Q: What does "outsourced" mean under the different GovTool pillars?

  • A: Initially, pillars like delegation and voting were outsourced to specific builders through a tender process. Newer pillars are being developed through grants. The long-term goal is ongoing, open development.

Decentralization Strategy

  • Goal: Transition GovTool from a centralized model to community ownership, ensuring users know they can contribute, maintain, and drive the tool's evolution.

  • Approach: Establish working groups to structure the decentralization process across the entire software development lifecycle.

Key Challenges

  • Finding maintainers: Identifying core maintainers and creating a process for community members to become core contributors. (Adam)

  • Balancing decentralization with the need for decisions: How to distribute decision-making authority within the decentralized model. (Michael)

Lorenzo's Proposal

  • Working Groups: Form working groups with different potential stakeholders (builders, Intersect team, community members) to manage specific parts of the development process.

  • Measures of Success:

    • Each pillar is owned and maintained by community builders

    • Open processes exist for anyone to contribute (bug fixes, bounties, etc.)

Next Steps

  • Lorenzo’s working group will define these processes further.

Summary

Lorenzo was presenting a plan (via a Miro board - https://miro.com/app/board/uXjVNpW9zG8=/?moveToWidget=3458764580080744526&cot=14 ; password: intersect) to the participants (the members of the open-source committee) on how to decentralize a product development process for governance tools.

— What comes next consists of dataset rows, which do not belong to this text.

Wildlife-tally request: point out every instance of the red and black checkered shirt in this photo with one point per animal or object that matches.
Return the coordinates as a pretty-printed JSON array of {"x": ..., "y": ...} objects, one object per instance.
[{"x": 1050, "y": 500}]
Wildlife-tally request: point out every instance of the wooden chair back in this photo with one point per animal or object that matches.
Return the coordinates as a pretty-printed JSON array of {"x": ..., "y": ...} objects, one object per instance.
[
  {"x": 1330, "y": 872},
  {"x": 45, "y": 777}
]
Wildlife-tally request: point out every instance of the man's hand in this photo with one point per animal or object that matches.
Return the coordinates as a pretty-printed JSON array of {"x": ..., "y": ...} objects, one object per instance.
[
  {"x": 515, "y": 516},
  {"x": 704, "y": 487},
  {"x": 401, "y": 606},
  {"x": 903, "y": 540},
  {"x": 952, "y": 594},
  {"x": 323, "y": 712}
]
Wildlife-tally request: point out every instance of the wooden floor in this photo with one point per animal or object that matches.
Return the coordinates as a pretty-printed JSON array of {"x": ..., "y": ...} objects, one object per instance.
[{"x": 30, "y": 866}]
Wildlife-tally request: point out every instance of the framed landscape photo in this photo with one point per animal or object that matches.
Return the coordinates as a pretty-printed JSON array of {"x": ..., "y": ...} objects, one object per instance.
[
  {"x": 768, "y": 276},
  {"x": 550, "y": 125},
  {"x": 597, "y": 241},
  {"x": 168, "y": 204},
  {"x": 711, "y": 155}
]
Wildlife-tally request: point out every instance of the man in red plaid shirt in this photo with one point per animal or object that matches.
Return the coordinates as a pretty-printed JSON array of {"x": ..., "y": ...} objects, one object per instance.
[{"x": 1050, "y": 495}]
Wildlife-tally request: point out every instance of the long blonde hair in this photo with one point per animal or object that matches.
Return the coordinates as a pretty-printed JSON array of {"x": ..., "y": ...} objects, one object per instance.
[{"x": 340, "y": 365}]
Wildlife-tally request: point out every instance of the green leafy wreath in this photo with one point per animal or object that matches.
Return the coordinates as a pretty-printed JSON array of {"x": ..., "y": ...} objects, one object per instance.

The discussion delves into budgeting, potential working groups or committees, and how open-source principles would be applied to this process.

Key Points and Issues:

  • Scope: There's a lack of clarity about the precise scope of decentralization (does it refer to product development only or broader project decision-making?).

  • Process Efficiency: Some express concern that the proposed model, with multiple working groups, might be too bureaucratic and inefficient for a single open-source project.

  • Budget: There are questions about who controls the budget for the decentralized governance tools working group and how that budget would be allocated.

  • Governance Model: Questions remain about whether this is genuinely a governance decentralization or is more focused on project management and execution.

  • Comparison to Cardano: The project aims to follow a governance structure similar to the Cardano project.

Overall Questions and Considerations:

  • How can the process balance decentralization with efficient decision-making? It's a core challenge of decentralized open-source governance.

  • Who ultimately has decision-making authority in this proposed model?

  • How will this structure scale effectively as the project grows?

  • Is the Cardano governance structure appropriate, considering the project's specifics?